TreeMap<Integer, List<String>> Word = new TreeMap<Integer, List<String>>();
List<String> TheList = new ArrayList<String>();
//While there is still something to read..
while (scanner.hasNext()) {
String NewWord = scanner.next().toLowerCase();
if (Word.containsKey(NewWord)) {
Word.put(HERE I NEED HELP);
} else {
Word.put(HERE I NEED HELP);
}
}
So what i wanna do is if the NewWord is in the list then add one on Integer(key) and if not Add the word to the next list.
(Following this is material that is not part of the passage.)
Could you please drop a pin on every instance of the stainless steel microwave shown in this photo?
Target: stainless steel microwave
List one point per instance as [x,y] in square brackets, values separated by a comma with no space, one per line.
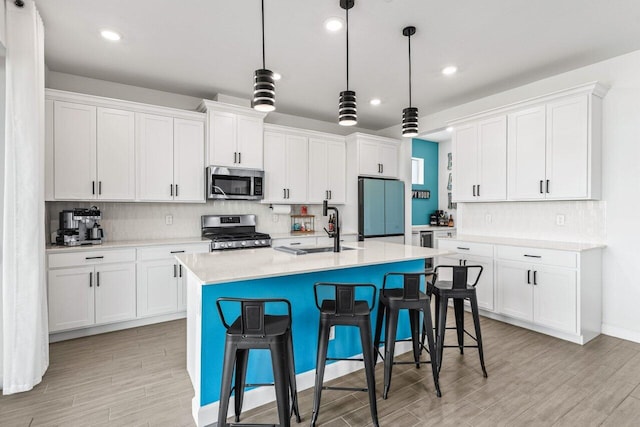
[234,184]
Your type appears to be completely incorrect
... if you want a frequency count
You want to have your word as the key and the count as the value. There is little value in using a sorted collection, but it is many time slower so I would use a HashMap.
Map<String, Integer> frequencyCount = new HashMap<>();
while (scanner.hasNext()) {
String word = scanner.next().toLowerCase();
Integer count = frequencyCount.get(word);
if (count == null)
frequencyCount.put(word, 1);
else
frequencyCount.put(word, 1 + count);
}
... if you want to key by length. I would use a List<Set<String>> This is because your word length is positive and bounded, and you want to ignore duplicate words which is something a Set is designed to do.
List<Set<String>> wordsByLength = new ArrayList<Set<String>>();
while (scanner.hasNext()) {
String word = scanner.next().toLowerCase();
// grow the array list as required.
while(wordsByteLength.size() <= word.length())
wordsByLength.add(new HashSet<String>());
// add the word ignoring duplicates.
wordsByLength.get(words.length()).add(word);
}

All the examples above are correctly storing the count into a map, unfortunately they are not sorting by count which is a requirement you also have.
Do not use a TreeMap, instead use a HashMap to build up the values.
Once you have the complete list of values built you can then drop the entrySet from the HashMap into a new ArrayList and sort that array list by Entry<String,Integer>.getValue().
Or to be neater create a new "Count" object which has both the word and the count in and use that.

Dont do..
TreeMap<Integer, List<String>>
instead do,
TreeMap<String, Integer> // String represents the word... Integer represents the count
because your key (count) can be same sometimes where as the words will be unique...
Do it the other way around... keep reading the words and check if your map contains that word... If yes, increment the count, else add the word with count = 1.

Try this one
TreeMap<String, Integer> Word = new TreeMap<String,Integer>();
while (scanner.hasNext()) {
String NewWord = scanner.next().toLowerCase();
if (Word.containsKey(NewWord)) {
Word.put(NewWord,Word.get(NewWord)+1);
} else {
Word.put(NewWord,1);
}
}

The way to solve this in a time-efficient manner is to have two maps. One map should be from keys to counts, and the other from counts to keys. You can assemble these in different passes. The first should assemble the map from keys to counts:
Map<String, Integer> wordCount = new HashMap<String,Integer>();
while (scanner.hasNext()) {
String word = scanner.next().toLowerCase();
wordCount.put(word, wordCount.containsKey(word) ? wordCount.get(word) + 1 : 1);
}
The second phase inverts the map so that you can read off the top-most keys:
// Biggest values first!
Map<Integer,List<String>> wordsByFreq = new TreeMap<Integer,List<String>>(new Comparator<Integer>(){
public int compare(Integer a, Integer b) {
return a - b;
}
});
for (Map.Entry<String,Integer> e : wordCount) {
List<String> current = wordsByFreq.get(e.getValue());
if (current == null)
wordsByFreq.put(e.getValue(), current = new ArrayList<String>());
current.add(e.getKey());
}
Note that the first stage uses a HashMap because we don't need the order at all; just speedy access. The second stage needs a TreeMap and it needs a non-standard comparator so that the first value read out will be the list of most-frequent words (allowing for two or more words to be most-frequent).

Try this out:
TreeMap<String, Integer> map = new TreeMap<String, Integer>();
Scanner scanner = null;
while (scanner.hasNext()) {
String NewWord = scanner.next().toLowerCase();
if (map.containsKey(NewWord)) {
Integer count = map.get(NewWord);
// Add the element back along with incremented count
map.put(NewWord, count++);
} else {
map.put(NewWord,1); // Add a new entry
}
}

Related

How to add digits to a created stopwords list in Java?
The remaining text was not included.